Notation and definitions follow Alroy (Reference Alroy2008, Reference Alroy2010), and examples are shown in Figure 2. The part-timer sampling probability is defined as,

(9)$$P_S = \displaystyle{{N_{3t}} \over {N_{3t} + N_{\,pt}}}\comma \;$$

where N _3t and N_pt may be summed across the entire dataset. The three-timer speciation and extinction rates are defined as

(10)$$\eqalign{& \lambda = \left({ln\left({\displaystyle{{N_{2t_{i + 1}}} \over {N_{3t_i}}}} \right)+ {\rm ln}\lpar {P_S} \rpar } \right)\times \displaystyle{1 \over {\Delta t_i}}\comma \;\cr & \mu = \left({ln\left({\displaystyle{{N_{2t_i}} \over {N_{3t_i}}}} \right)+ {\rm ln}\lpar {P_S} \rpar } \right)\times \displaystyle{1 \over {\Delta t_i}}.} $$

To obtain tree-wide estimates of λ and μ using all three paleontological methods, we summed the number of samples that belong to each taxon category across all intervals, rather than averaging rates calculated separately for each interval. This relies on the assumption that all time intervals (i.e., Δt) are of equal length, which we control for in our simulation design. This choice works in favor of these methods, as it increases the potential information used to calculate rates: some intervals may contain sampled species but do not have sufficient information to recover rate estimates (e.g., an interval may contain boundary crossers but no range-through taxa, or two-timers but no three-timers). We cannot estimate rates for such intervals, but we can use the sampled species in the summation used to calculate tree-wide rates. Note that the sampling parameter P_S used by the three-timer method accounts for incomplete sampling in the preceding (i.e., older) interval in the case of speciation and in the following interval (i.e., younger) in the case of extinction. Because P_S does not apply to extant species sampling, the interval before the present is excluded from tree-wide estimates of extinction rates using this method.

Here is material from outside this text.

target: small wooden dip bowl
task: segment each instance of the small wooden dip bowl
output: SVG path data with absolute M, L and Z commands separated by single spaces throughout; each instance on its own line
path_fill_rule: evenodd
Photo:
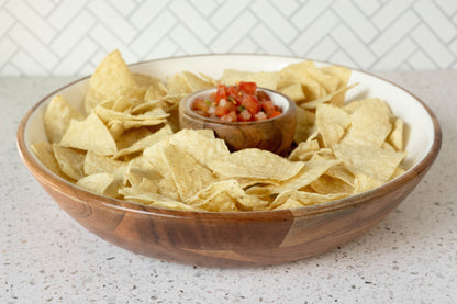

Note that in contrast to the phylogenetic model–based approaches, these three paleontological methods do not require information about the total number of sampled fossil occurrences (i.e., parameter k). Instead, these methods only require information about whether a given taxon was present or absent during each interval. We used simulated data to assess and compare the performance of alternative approaches to estimating tree-wide speciation and extinction rates.